Capucho revoltado com "confisco" nas pensões

António Capucho, antigo conselheiro de Estado, sente revolta quando vê que o Governo se prepara para cortar as pensões com efeitos retroactivos e fala mesmo em “confisco”.

O social-democrata não se revê nas opções políticas que os dirigentes do partido que ajudou a fundar estão a tomar e deixou isso bem claro no colóquio organizado, em Lisboa, pela Associação de Aposentados, Pensionistas e Reformados (Apre!).

“O que se afigura mais grave em toda esta acção persecutória é a ligeireza com que o Governo e a maioria que o suporta se propõem espezinhar os princípios da protecção da confiança e da legalidade que são pilares essenciais da nossa organização democrática e do regime constitucional. A pretendida retroactividade das leis, especialmente neste domínio, é uma arbitrariedade simplesmente revoltante e inaceitável e representaria um verdadeiro confisco.

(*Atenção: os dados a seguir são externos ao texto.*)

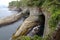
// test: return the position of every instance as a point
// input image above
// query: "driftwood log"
(12, 18)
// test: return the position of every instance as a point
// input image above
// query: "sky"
(5, 2)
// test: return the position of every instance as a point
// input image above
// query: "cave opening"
(42, 24)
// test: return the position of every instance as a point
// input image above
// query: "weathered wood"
(12, 18)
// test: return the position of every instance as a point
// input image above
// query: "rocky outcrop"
(12, 18)
(32, 21)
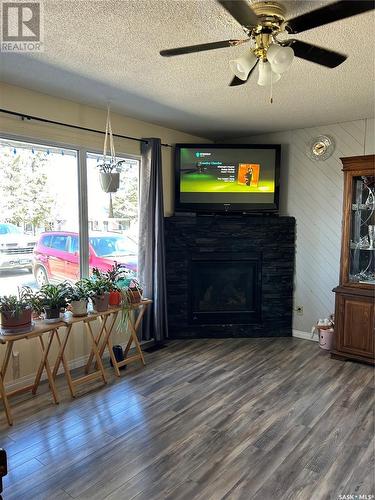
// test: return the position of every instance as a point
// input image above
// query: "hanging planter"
(109, 181)
(109, 170)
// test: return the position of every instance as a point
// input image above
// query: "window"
(113, 218)
(38, 204)
(39, 215)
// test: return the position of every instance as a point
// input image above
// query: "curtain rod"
(86, 129)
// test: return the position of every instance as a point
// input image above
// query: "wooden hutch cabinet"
(355, 305)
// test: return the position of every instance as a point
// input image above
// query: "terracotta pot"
(101, 302)
(135, 295)
(52, 312)
(22, 320)
(114, 298)
(79, 307)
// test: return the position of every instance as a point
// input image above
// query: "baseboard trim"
(305, 335)
(74, 363)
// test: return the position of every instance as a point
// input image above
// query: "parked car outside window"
(16, 248)
(56, 255)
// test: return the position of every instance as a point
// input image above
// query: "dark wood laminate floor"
(206, 419)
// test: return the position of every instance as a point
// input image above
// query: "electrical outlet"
(299, 310)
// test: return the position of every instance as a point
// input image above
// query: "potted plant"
(79, 294)
(135, 291)
(16, 312)
(109, 170)
(130, 286)
(113, 274)
(109, 177)
(54, 298)
(100, 287)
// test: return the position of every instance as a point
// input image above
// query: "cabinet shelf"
(354, 307)
(353, 246)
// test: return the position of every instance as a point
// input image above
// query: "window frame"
(83, 220)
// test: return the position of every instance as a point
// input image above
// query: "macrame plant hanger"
(109, 169)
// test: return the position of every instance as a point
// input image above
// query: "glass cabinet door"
(362, 228)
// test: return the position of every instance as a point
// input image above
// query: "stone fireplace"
(229, 276)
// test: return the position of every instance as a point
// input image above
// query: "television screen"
(227, 178)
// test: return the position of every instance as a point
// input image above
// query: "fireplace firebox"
(225, 289)
(229, 275)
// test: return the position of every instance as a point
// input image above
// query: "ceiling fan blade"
(328, 14)
(199, 48)
(241, 11)
(318, 55)
(237, 81)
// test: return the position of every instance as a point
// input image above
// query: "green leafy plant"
(99, 283)
(54, 296)
(79, 291)
(14, 306)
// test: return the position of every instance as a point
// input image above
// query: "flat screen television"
(218, 178)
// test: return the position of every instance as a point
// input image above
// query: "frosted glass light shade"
(266, 75)
(241, 67)
(280, 57)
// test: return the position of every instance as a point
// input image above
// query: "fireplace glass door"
(225, 289)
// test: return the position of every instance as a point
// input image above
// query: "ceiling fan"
(266, 26)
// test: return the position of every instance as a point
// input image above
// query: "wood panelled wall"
(311, 191)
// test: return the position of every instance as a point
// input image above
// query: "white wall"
(311, 191)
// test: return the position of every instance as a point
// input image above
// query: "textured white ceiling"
(108, 50)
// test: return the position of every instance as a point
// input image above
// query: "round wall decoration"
(321, 147)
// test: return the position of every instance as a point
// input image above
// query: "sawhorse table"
(104, 337)
(39, 329)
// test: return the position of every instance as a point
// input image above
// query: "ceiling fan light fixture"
(280, 57)
(242, 66)
(266, 75)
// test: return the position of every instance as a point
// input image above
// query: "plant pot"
(109, 181)
(52, 313)
(101, 302)
(21, 320)
(114, 298)
(79, 307)
(135, 295)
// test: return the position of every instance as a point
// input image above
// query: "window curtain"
(151, 254)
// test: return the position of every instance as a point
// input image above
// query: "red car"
(56, 254)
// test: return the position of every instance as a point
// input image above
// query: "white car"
(16, 248)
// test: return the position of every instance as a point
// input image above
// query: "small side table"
(39, 329)
(99, 372)
(106, 341)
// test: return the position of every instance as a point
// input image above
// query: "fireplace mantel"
(223, 238)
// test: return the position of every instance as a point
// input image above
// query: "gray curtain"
(151, 255)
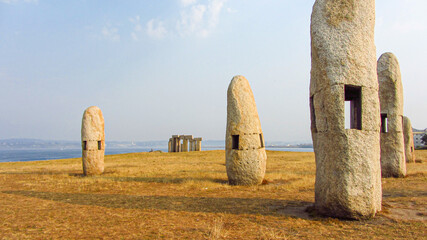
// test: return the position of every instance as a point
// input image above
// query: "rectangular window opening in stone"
(384, 123)
(353, 99)
(313, 114)
(262, 140)
(235, 142)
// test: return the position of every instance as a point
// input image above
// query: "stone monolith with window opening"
(408, 137)
(93, 141)
(393, 162)
(245, 152)
(348, 171)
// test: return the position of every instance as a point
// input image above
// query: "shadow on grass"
(256, 206)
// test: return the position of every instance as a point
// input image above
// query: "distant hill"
(28, 143)
(23, 143)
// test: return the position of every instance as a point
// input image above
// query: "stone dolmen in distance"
(244, 142)
(408, 137)
(393, 162)
(93, 141)
(188, 144)
(348, 170)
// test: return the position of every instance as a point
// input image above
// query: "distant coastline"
(22, 150)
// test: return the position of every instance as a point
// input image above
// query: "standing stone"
(408, 137)
(348, 171)
(393, 162)
(245, 151)
(170, 145)
(93, 141)
(198, 144)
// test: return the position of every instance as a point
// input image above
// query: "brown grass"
(186, 196)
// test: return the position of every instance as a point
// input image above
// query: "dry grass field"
(186, 196)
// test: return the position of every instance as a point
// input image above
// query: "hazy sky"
(157, 68)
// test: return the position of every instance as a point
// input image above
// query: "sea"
(20, 155)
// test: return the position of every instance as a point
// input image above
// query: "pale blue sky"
(157, 68)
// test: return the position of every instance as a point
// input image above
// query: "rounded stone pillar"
(408, 137)
(93, 141)
(343, 71)
(393, 162)
(244, 144)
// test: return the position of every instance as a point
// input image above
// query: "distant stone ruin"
(393, 162)
(93, 141)
(188, 144)
(244, 141)
(343, 73)
(408, 137)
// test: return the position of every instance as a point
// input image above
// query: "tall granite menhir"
(348, 171)
(393, 162)
(93, 141)
(244, 141)
(408, 137)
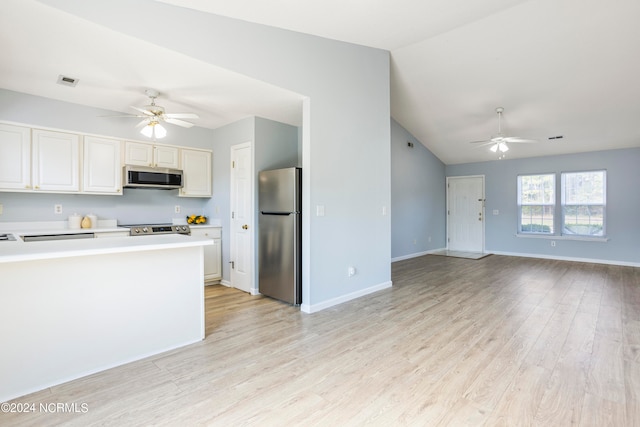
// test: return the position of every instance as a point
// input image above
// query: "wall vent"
(67, 81)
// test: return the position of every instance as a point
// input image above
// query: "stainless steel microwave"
(145, 177)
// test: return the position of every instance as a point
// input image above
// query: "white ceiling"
(558, 67)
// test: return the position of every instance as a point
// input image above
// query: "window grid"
(536, 204)
(584, 203)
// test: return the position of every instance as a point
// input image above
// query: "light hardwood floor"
(498, 341)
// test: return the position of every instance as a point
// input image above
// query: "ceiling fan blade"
(181, 116)
(120, 115)
(519, 140)
(178, 122)
(145, 112)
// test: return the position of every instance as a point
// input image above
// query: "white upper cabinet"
(196, 167)
(141, 154)
(102, 171)
(55, 161)
(15, 157)
(166, 157)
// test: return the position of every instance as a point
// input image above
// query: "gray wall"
(623, 205)
(275, 145)
(346, 150)
(418, 197)
(135, 205)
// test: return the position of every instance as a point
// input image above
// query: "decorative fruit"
(196, 219)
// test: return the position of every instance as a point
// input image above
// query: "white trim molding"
(309, 309)
(563, 258)
(416, 254)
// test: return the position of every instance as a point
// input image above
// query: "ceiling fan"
(153, 114)
(500, 141)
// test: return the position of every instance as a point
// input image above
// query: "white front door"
(465, 213)
(241, 245)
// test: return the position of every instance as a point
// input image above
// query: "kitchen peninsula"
(70, 308)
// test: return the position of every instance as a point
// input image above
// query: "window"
(536, 203)
(583, 203)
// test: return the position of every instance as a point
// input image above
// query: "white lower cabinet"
(212, 253)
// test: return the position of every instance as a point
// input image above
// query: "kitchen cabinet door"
(102, 172)
(166, 157)
(15, 158)
(196, 166)
(56, 161)
(141, 154)
(137, 153)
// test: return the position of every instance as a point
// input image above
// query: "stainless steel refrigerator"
(279, 235)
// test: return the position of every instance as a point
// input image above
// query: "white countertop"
(18, 250)
(56, 227)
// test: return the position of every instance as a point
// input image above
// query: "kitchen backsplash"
(135, 206)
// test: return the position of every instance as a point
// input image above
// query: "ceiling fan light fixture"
(154, 129)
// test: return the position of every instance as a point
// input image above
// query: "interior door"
(465, 213)
(241, 234)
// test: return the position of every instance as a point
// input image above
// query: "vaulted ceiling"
(564, 68)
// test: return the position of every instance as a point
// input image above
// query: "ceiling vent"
(67, 81)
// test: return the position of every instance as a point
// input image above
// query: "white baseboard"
(563, 258)
(307, 308)
(416, 255)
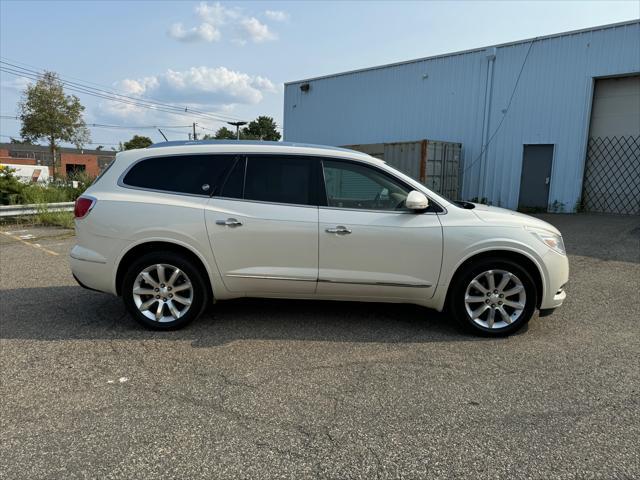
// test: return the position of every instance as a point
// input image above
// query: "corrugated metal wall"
(444, 98)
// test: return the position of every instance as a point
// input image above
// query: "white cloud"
(277, 15)
(202, 88)
(216, 13)
(215, 17)
(258, 32)
(205, 32)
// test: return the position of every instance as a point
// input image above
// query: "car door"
(370, 245)
(263, 225)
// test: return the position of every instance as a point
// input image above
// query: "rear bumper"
(91, 270)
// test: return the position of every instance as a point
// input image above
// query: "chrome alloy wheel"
(162, 293)
(495, 299)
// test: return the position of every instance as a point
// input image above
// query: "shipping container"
(433, 163)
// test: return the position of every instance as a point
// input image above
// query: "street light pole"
(237, 125)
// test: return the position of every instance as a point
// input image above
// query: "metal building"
(550, 123)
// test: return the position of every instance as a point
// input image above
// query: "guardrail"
(32, 209)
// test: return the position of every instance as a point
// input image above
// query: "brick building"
(71, 160)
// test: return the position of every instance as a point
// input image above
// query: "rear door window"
(189, 174)
(282, 179)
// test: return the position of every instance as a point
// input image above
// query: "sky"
(226, 61)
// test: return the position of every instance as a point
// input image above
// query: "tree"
(48, 114)
(17, 141)
(137, 141)
(223, 133)
(262, 128)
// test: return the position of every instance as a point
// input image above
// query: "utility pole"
(237, 125)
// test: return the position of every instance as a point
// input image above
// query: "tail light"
(83, 206)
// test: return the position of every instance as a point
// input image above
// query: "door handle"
(339, 230)
(229, 222)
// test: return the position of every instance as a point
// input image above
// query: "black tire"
(458, 308)
(199, 294)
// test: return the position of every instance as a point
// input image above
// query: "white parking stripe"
(34, 245)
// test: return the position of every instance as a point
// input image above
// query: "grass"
(56, 219)
(42, 218)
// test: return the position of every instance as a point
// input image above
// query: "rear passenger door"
(263, 225)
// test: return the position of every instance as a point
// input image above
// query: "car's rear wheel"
(164, 290)
(493, 297)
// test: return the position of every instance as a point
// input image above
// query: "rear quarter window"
(189, 174)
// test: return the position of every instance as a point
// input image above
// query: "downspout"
(486, 122)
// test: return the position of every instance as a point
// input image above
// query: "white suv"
(173, 227)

Deixar isto passar seria escancarar as portas e abrir um precedente de consequências inimagináveis”, disse.

António Capucho confessou que ainda tinha alguma esperança na intervenção do Presidente da República para que este enviasse o Orçamento do Estado ao Tribunal Constitucional para fiscalização preventiva, mas já a perdeu.

Capucho classificou como escandalosas as pressões que se abatem sobre os juízes do Palácio Ratton.

O ex-presidente da Câmara de Cascais deixou claro que não pode pactuar com políticas que tratam aquelas que trabalharam toda a vida como descartáveis quando chegam à idade da reforma.

De uma coisa o antigo conselheiro tem a certeza: seja qual for a forma que assuma – aumento de impostos ou corte nas pensões - para as pessoas é o mesmo: passam a ter menos rendimento disponível.

O antigo dirigente do PSD considera que há formas de conseguir mais receitas sem penalizar os salários e pensões. A tributação em sede de IRS seria uma boa alternativa, acrescenta Capucho, porque todos pagariam consoante os seus rendimentos.